Reorder Pipe separated fields with modifications

Question

I have a Linux text file around 8k lines in the following format

|f_name:x|l_name:x|address:x x|city:x|state:x|zip:x|country:x|ordernumber:x|code:x|downloaded:x|exp:09/2017|ip:x.x.x.x|

And I would like to sort it to be in the following format:

ordernumber:x,exp:09/2017,code:x,f_name:x,l_name:x,address:x x,city:x,state:x,zip:x,country:x,ip:x.x.x.x

NOTE

Some data in the text having issue with the field of |address:x x|

it can be like |address:x x | which means there's a space before the ending |; I would like to remove the space or spaces in the output.

And there's data having issue with the field of |exp:09/2017|; there's data displayed like |exp:9/2017| so I would like to add 0 in case the month is a single number so it would be 09/2017 in the output.

Note that the year can be different.

Example:

|f_name:x|l_name:x|address:x x |city:x|state:x|zip:x|country:x|ordernumber:x|code:x|downloaded:x|exp:9/2017|ip:x.x.x.x|

Expected Output:

ordernumber:x,exp:09/2017,code:x,f_name:x,l_name:x,address:x x,city:x,state:x,zip:x,country:x,ip:x.x.x.x**

Show the code that you have tried so far. You will get much better answers if you show that you have made an effort and you are not just asking for free consulting. — John1024, Dec 20 '17 at 03:09
@John1024 to be honest, i were only trying to handle that through notepad++ and I would like to learn how to handle it through Linux, on the other side i keep read about awk and sed. even so am trying now. — αԋɱҽԃ αмєяιcαη, Dec 20 '17 at 03:11
Hint: start with awk -v OFS=, -F'|' '{print $9, $12 ...}' Can you fill in the ellipsis? — Wildcard, Dec 20 '17 at 03:31

igal · Answer 1 · 2017-12-20T04:50:55.637

Summary

I wrote a an Awk script, a Python script, and a Bash script, each of which should solve your problem. They all produce identical output.

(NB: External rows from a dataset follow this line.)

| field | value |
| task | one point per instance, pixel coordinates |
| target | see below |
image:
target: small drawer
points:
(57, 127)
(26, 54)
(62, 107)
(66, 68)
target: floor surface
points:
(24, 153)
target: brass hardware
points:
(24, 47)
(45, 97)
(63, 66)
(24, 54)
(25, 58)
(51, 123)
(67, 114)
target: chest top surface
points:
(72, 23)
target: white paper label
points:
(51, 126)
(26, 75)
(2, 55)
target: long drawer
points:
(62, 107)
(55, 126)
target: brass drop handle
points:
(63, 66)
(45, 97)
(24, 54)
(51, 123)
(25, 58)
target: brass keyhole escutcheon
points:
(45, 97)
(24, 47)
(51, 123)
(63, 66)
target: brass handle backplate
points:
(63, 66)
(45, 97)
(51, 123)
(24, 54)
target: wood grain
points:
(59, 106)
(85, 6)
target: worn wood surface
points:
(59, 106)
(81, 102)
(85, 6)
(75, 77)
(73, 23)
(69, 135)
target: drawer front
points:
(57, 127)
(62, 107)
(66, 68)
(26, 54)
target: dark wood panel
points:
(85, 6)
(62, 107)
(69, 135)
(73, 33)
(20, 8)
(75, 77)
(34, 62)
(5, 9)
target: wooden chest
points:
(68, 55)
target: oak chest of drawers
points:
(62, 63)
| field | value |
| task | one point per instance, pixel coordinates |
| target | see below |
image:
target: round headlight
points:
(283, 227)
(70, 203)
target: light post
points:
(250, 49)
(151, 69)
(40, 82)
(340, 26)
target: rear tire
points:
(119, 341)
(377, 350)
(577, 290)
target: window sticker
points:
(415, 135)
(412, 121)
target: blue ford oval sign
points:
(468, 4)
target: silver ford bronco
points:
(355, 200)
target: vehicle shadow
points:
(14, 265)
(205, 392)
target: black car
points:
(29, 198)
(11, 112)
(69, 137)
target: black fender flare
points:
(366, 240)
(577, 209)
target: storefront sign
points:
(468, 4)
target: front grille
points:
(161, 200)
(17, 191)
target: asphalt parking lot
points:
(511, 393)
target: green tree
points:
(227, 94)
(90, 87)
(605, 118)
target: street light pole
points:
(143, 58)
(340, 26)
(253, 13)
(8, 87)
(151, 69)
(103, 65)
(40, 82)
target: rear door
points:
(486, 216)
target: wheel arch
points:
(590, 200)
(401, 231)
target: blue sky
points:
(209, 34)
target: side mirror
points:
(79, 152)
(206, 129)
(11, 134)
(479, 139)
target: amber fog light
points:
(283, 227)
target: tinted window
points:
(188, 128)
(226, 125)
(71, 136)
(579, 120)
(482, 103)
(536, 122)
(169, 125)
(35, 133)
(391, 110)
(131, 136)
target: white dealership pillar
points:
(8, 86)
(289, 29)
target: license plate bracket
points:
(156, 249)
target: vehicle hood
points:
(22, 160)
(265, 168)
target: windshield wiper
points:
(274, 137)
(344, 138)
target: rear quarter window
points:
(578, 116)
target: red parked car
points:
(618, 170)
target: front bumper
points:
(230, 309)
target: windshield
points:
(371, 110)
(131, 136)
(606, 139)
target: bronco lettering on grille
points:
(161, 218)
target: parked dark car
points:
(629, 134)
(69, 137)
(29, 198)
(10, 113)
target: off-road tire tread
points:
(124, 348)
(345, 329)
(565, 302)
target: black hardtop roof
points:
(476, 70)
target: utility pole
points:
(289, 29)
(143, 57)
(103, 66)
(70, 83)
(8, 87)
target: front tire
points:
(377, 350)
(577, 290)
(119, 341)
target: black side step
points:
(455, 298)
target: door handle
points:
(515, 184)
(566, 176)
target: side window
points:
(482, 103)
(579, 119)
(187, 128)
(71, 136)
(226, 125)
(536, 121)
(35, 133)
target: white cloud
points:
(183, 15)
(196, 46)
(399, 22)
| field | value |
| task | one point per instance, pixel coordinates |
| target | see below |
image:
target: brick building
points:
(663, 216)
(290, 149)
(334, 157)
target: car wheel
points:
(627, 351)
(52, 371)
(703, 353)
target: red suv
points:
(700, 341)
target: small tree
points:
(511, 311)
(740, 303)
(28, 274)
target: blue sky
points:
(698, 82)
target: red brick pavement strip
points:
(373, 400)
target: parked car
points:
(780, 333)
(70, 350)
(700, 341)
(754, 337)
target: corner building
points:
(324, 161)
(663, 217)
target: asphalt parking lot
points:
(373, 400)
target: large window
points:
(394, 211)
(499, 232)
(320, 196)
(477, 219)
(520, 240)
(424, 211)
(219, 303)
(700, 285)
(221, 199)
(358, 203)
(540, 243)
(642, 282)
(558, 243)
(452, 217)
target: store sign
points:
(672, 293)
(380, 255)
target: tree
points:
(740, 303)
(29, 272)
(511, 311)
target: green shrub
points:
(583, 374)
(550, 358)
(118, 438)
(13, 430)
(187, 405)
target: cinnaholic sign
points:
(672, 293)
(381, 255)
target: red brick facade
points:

Here is the example data (taken from your question and put in the file data.csv):

|f_name:x|l_name:x|address:x x|city:x|state:x|zip:x|country:x|ordernumber:x|code:x|downloaded:x|exp:09/2017|ip:x.x.x.x|

And here is the output on running the scripts:

ordernumber:x,exp:09/2017,code:x,f_name:x,l_name:x,address:x x,city:x,state:x,zip:x,country:x,ip:x.x.x.x

Awk

Here is an awk script:

#!/usr/bin/env awk
# transformcsv.awk

# Set the input field-separator (FS) and the output field-separator (OFS)
BEGIN{
    FS="|";
    OFS=",";
}

# Skip empty lines
/^\s*$/ {next;}

# Print lines with the fields reordered as desired
{
   print $9,$12,$10,$2,$3,$4,$5,$6,$7,$8,$13
}

And here is how you would run it:

awk -f transformcsv.awk data.csv

You could also run this as a one-liner:

awk 'BEGIN{FS="|";OFS=",";}/^\s*$/ {next;}{print $9,$12,$10,$2,$3,$4,$5,$6,$7,$8,$13}' data.csv

Python

Here is the Python script:

#!/usr/bin/env python
# -*- coding: ascii -*-
"""transformcsv.py"""

import sys
import csv

# Make a list with the field names in their input order
# NOTE: We padding colums because each row begins
#       and ends with the delimiter `|`
fieldnames = (
    "padding_1",
    "f_name", "l_name", "address", "city", "state", "zip",
    "country", "ordernumber", "code", "downloaded", "exp", "ip",
    "padding_2"
)

# Make a list with the field names in their output order
reordered_fieldnames = (
    "ordernumber", "exp", "code", "f_name", "l_name",
    "address", "city", "state", "zip", "country", "ip"
)

# Read each input row and print out the reordered row
with open(sys.argv[1]) as csvfile:
    reader = csv.DictReader(csvfile, fieldnames=fieldnames, delimiter='|')
    for row in reader:
        print(','.join([row[field] for field in reordered_fieldnames]))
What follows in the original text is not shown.